Wednesday, January 10, 2007

Making an impression on new boss
R.C. Sharma

You have developed an excellent rapport and amicable working relationship with your present boss. You know him every inch. But one morning, you learn that your boss has been promoted/transferred or has resigned, and there is a brand new manager to occupy his chair.

Suddenly, your comfort zone is insecure. You are on the defensive. You feel unsettled, apprehensive that he will shatter your safe position and schedule.

However, since you have to work under the new manager, it will be in your own interest to start off with a positive attitude. Here is how you can pave a smooth path:

Roll with the punches

Predictability is non-existent in the corporate scenario; do not delude yourself that things will always be the same. Change is always on the anvil with a constant reshaping of roles. As the arrival of a new manager heralds adjustments, adopt a professional and flexible stance. Accept the change as a challenge rather than an obstacle. Prepare to adjust, to enable you to carry on without major obstacles.

Gain an edge

Find out the new manager’s working style, temperament, personality and idiosyncrasies and you will soon gain an edge over others.

According to a career services manager’s advice: "If there is any way you can find out information upfront, do it. Maybe someone in another part of the company or someone else who has worked for that manager can help."

Take the initiative

Take the initiative to reach out to the new boss early and establish constructive contacts.

Be proactive and fix a meeting to congratulate him and welcome him on board. Introduce yourself and amicably discuss expectations, goals, strategies, work hours, responsibilities, frequency of updates, level of autonomy or management changes.

Initiating candid and honest communication will give you an assessment about his disposition, propensity, priorities and weaknesses. Ally with him and show that you are interested in adding well-being.

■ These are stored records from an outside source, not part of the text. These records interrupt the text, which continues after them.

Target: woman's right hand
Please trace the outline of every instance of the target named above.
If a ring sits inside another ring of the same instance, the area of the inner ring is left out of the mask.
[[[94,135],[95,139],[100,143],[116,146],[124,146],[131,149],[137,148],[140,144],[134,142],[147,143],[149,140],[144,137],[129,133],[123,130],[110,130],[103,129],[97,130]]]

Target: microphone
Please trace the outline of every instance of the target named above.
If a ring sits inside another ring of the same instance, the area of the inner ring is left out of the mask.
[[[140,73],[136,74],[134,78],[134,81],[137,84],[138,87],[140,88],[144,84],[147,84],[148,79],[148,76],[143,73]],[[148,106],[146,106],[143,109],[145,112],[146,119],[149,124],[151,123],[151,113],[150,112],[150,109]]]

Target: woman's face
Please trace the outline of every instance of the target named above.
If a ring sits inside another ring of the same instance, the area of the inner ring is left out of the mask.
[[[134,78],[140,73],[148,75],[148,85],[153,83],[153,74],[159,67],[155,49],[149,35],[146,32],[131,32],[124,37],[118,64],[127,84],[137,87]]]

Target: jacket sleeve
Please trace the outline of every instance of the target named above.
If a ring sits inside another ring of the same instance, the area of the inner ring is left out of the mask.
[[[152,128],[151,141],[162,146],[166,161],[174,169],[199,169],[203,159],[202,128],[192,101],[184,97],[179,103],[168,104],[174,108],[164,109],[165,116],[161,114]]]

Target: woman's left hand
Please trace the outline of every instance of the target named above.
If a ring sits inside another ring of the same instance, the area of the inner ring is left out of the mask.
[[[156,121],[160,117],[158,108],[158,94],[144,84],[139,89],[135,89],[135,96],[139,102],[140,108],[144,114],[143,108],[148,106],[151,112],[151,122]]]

A new manager is bound to be different, do not think that he will be a facsimile of the former boss. Forget the past, don’t make life difficult for him. Exercise discretion and avoid harking back with constant comparisons like: ‘He didn’t do it like this...’

Start with clean slate

Forget your strong allegiance to the old boss and prepare for the necessary psychological adjustments to the new environment. As career consultant and author Andrea Kay says: "You have to make a mind shift to prepare yourself to say, ‘This is a new person."

Perseverance pays

Do not expect an immediate rapport and try to be very friendly straight away. Take the time to build a harmonius relationship and wait for the right time for adjustment as you get to know each other. Try to eliminate the discrepancies and sort out your priorities with a positive outlook to forge a strong link.

Empathise with him

Remember that the new state of affairs would be discomfiting for the boss too and he needs to acclimatise as well. Empathise with his situation without sounding derogatory.

Try to learn about his needs and offer friendly assistance in explaining the intricate working without sounding like a Mr Know-All.

However, do not apprise him about practices, processes, norms et al unless the information is expressly solicited.

The new manager may either be a new recruit or one promoted from the ranks.

Do not take liberties with him or express resentment over a missed promotion if he is an ex-colleague.

Likewise, even if he is quite new, you shouldn’t ride roughshod over his ideas and techniques, criticise his decisions or question his competence.

Don’t compare

Disapproving comments like, ‘This will not solve the problem,’ ‘The approach is absolutely wrong’ or ‘We have tried it before’ are absolutely unacceptable. Learn to accept the status quo and respect his position.

Be supportive and enthusiastic, yet compliant. Talk out issues reasonably and clarify roles without challenging his authority.

Create trust and cooperate to iron out the differences, and you’ll soon find yourself enjoying the same rapport as you had with his predecessor.